The Girl With All The Gifts by M.R. Carey This book came out years ago, but I hadn’t heard of it until my best friend recommended it to me and told me not to look up anything about it beforehand. It’s one of those that is best to just dive into with no background so you can follow the journey as cleanly as possible. This is a page-turner for fans of dystopian worlds. If you are over dystopian books, I get it, I thought I was, too. But this book is really, quite different and unlike anything I’ve read in the genre. It is also a series, but I felt that this book stands alone, as well.
Ready Player One by Ernest Cline I’m way late to the party on this one. Friends have been telling me to read Ready Player One for years now, and while it always hovered in the top ten on my to-read list, a new title would bump it down just far enough I would forget about it again. I finally got to it, and I’m so glad I did. This is another dystopian page-turner unlike anything I’ve read before. If you are a fan of fast-pace, ’80s nostalgia, quippy dialogue, high-stakes adventure, video games, and/or geek culture of all kinds, this book is for you. Though Cline does have a tendency to over-explain and drone on a bit too long in some parts, he easily makes up for it with the action and thrill of the treasure hunt. It’s fun, exciting, and rumor has it the movie due out in March is actually going to do the book justice.
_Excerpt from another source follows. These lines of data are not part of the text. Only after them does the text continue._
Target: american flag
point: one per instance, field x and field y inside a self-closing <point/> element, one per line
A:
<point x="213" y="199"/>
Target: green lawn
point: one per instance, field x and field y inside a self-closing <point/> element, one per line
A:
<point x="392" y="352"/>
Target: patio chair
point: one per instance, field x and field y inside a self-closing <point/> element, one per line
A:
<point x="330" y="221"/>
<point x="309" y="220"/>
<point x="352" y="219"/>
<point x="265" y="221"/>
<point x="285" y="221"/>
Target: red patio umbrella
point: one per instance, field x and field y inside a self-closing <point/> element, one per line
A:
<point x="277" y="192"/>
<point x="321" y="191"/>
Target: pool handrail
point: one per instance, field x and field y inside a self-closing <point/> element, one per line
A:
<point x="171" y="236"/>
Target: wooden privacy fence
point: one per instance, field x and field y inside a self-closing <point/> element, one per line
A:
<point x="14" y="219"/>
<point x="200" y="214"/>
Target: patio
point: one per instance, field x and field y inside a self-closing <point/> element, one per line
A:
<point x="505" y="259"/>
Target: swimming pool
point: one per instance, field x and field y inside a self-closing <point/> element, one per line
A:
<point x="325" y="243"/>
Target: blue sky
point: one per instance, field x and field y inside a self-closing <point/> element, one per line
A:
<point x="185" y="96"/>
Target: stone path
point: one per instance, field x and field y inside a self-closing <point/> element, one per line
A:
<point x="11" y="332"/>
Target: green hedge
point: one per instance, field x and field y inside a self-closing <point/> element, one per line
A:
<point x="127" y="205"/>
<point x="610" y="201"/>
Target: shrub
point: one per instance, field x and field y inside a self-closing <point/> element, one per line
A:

(Bonus Category) Television:
American Vandal, Netflix This show. I binged American Vandal with my sister over a week ago and I’m still thinking about it. I went in to it with very little knowledge or background, but had seen it recommended by a few reputable sources and I am so glad I listened. This show is absurd, yet surprisingly profound. It is equal parts Serial, true-crime mystery, with mockumentary styling, attempting to get to the bottom of who committed vandalism at a high school in Southern California. As a masterful satire, it takes itself just seriously enough, but it is also quite aware of itself and knows when to lean in to the silliness. American Vandal manages to capture the impact our decisions and choices have on one another, the pressures teenagers and teachers are both under at such a formative and vulnerable time in life, all while discussing dicks. Yep, dicks. Please watch this show, I need more people with which to talk about it.
Any books or tv shows I need to watch based on this list? Let me know!